Press Release – Mana Party
MANA MEDIA RELEASE FOR IMMEDIATE RELEASE Hone Harawira 20 November 2011 The Maori Party are Paying the Price Leader of MANA and MP for Te Tai Tokerau Hone Harawira says today we are learning the price the Maori Party are paying for sitting at the …MANA MEDIA RELEASE
FOR IMMEDIATE RELEASE
20 November 2011
The Maori Party are Paying the Price
Leader of MANA and MP for Te Tai Tokerau Hone Harawira says today we are learning the price the Maori Party are paying for sitting at the Cabinet Table with National and ACT when they are invited.
Mr Harawira says after it was suggested by Pita Sharples that Iwi corporates would receive preferential treatment for their cut of shares from the sale of state assets, John Key outright dismissed the idea.
“Also today the Maori party’s Te Taitokerau candidate Waihoroi Shortland is said to be astonished at the Minister of Education Anne Tolley’s decision to close a successful Maori secondary education class in Moerewa.
“He forgot to mention that his leader, the Associate Minister of Education Pita Sharples, sat by and did nothing over the verdict.”
Mr Harawira says these decisions fly in the face of the Maori Party argument that sitting around the table is a good thing for Maori.
“Our people are constantly asking the leadership to declare their hand when it comes to what major party they support. The leadership have stated that they will consult with their supporters after the election.
“I wonder if they will follow the same path of not listening to the people when their voters told them they couldn’t stomach the rise in GST, when our people did not want the Maori Party to help pass the Marine and Coastal Area Bill or when whanau are being made to foot the bill of big businesses under the ETS legislation?
“An interesting survey was released over the weekend by Massey University.
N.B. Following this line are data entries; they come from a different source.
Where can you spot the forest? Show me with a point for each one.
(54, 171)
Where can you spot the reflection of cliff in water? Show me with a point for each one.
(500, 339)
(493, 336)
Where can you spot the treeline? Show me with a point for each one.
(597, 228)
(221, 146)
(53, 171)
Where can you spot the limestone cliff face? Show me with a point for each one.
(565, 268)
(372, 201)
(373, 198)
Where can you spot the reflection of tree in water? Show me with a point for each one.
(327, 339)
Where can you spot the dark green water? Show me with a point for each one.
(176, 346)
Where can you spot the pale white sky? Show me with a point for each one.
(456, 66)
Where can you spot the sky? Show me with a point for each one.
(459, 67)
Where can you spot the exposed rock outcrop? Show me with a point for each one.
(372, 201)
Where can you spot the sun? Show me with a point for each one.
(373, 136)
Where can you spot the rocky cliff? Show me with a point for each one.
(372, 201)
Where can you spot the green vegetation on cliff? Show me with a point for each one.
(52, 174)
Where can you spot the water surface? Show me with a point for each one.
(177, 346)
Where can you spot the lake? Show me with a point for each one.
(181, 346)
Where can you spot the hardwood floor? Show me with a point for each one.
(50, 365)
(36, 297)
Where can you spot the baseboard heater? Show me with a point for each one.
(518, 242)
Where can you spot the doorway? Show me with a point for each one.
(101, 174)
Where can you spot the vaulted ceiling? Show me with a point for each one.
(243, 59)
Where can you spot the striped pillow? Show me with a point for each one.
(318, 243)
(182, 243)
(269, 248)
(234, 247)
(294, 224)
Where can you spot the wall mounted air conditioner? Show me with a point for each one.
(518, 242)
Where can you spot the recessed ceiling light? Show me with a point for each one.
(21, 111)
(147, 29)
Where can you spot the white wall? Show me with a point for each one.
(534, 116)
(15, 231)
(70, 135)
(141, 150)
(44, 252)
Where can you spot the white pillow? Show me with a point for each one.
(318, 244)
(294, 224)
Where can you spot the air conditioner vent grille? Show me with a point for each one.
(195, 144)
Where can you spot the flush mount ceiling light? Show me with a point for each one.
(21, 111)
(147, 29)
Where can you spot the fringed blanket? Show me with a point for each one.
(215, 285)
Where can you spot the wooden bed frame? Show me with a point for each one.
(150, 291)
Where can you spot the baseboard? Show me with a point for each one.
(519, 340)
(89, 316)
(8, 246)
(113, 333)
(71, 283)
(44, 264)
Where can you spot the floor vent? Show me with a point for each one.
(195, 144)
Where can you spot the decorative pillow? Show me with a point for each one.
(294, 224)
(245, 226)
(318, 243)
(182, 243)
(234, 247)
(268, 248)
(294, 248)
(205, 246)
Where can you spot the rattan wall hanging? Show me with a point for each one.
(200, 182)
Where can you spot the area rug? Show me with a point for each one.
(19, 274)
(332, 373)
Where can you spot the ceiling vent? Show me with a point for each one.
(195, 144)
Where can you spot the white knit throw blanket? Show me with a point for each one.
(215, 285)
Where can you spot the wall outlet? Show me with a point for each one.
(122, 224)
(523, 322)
It said that 85% of voters who support the Maori Party indicated that Labour, NZ First and the Greens were their second choice.
“That means that overwhelmingly Maori Party supporters do not want their party to side with National and ACT. Yet despite this fact, the Maori Party leadership are not listening and have refused to rule out working with National and ACT.
“It’s great that voters are seeing this for what it is – that a vote for the Maori Party is a vote for National and ACT.”